Ever hear waiters talk about "the verbal tip"? It's where diners go on and on about how great the waiter was, the food was, the entire dining experience, but then leave a shit tip.

If you have to choose, do you want the verbal tip or the raises?
Anonymous
ha you say that like it is always one or the other ... never neither
Anonymous
OP here - glad I'm not alone in this! What was truly strange is that it just hit me yesterday with the french comment - as if the little guy had picked up french vocabulary on the street!

I'm happy in my position and I am paid fairly well - it's just bizarre that they will pay me for my work but never acknowledge my work!
Anonymous
Your MB is insecure as a parent.

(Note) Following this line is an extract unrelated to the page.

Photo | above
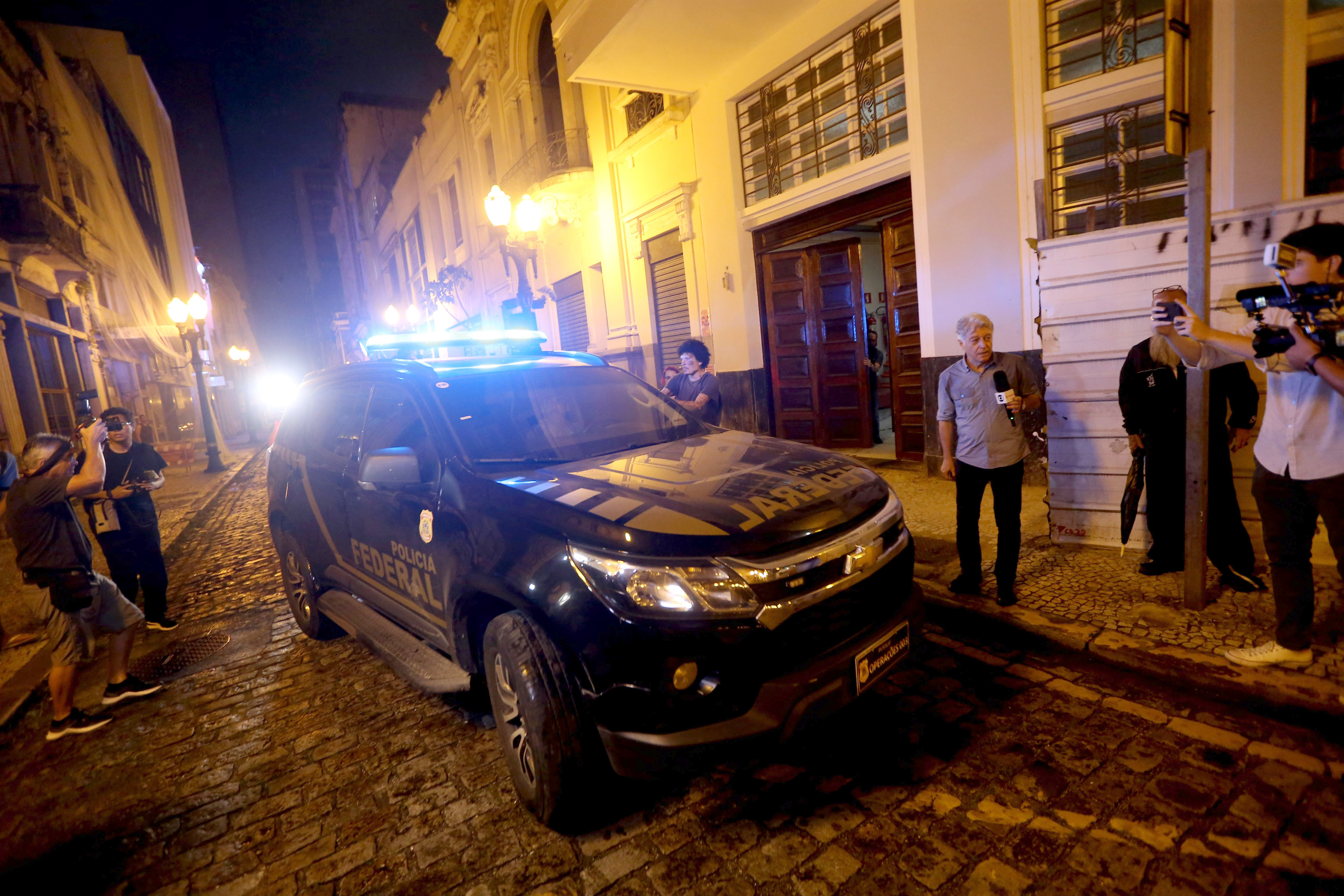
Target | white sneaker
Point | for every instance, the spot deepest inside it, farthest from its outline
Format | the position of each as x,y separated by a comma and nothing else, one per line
1271,655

She knows you're doing the hard work with her kid.
Anonymous
Anonymous wrote:Your MB is insecure as a parent. She knows you're doing the hard work with her kid.


Yeah, this is probably the sad truth. And she may have no idea what goes into teaching him these things.
Anonymous
I agree that the parents not acknowledging your hard work stems from them feeling guilty that they aren't responsible for their child's accomplishments.
Anonymous
I think the parents who refuse to acknowledge a nanny's contribution to the development and education of their child is based in guilt and jealously. Mostly jealousy. It really is such a petty and stingy trait for parents to have and yet so many of them do have this trait.
Anonymous
I would generalize that the majority of MBs, in particular, are jealous of the nanny and guilty for leaving their child. I'm sure there are plenty of exceptions to this but that has been my experience. My favorite is when I hand off the child to one parent and tell him/her something new or cute the child did that day and then, the next day, the other parent tells me the new or cute thing the child did the day before. I never say, "I know - I'm the one who told your husband/wife about it". I just smile.

Anonymous
Sorry, OP. As a mom who has had several fantastic nannies, I feel enormous gratitude to them for helping make my children the fantastic little people they have become. I always make a point of telling them this, too, because it's true. In our case, it has nothing to do with learning french or whatever-- it's just the benefits of being around caring, kind people.
Anonymous
What if the child is hitting milestones early because he is that smart/advanced/etc. I mean, he's 2. Besides providing him with a supporting environment where his needs are met, not much of what you do is going "speed up" his development.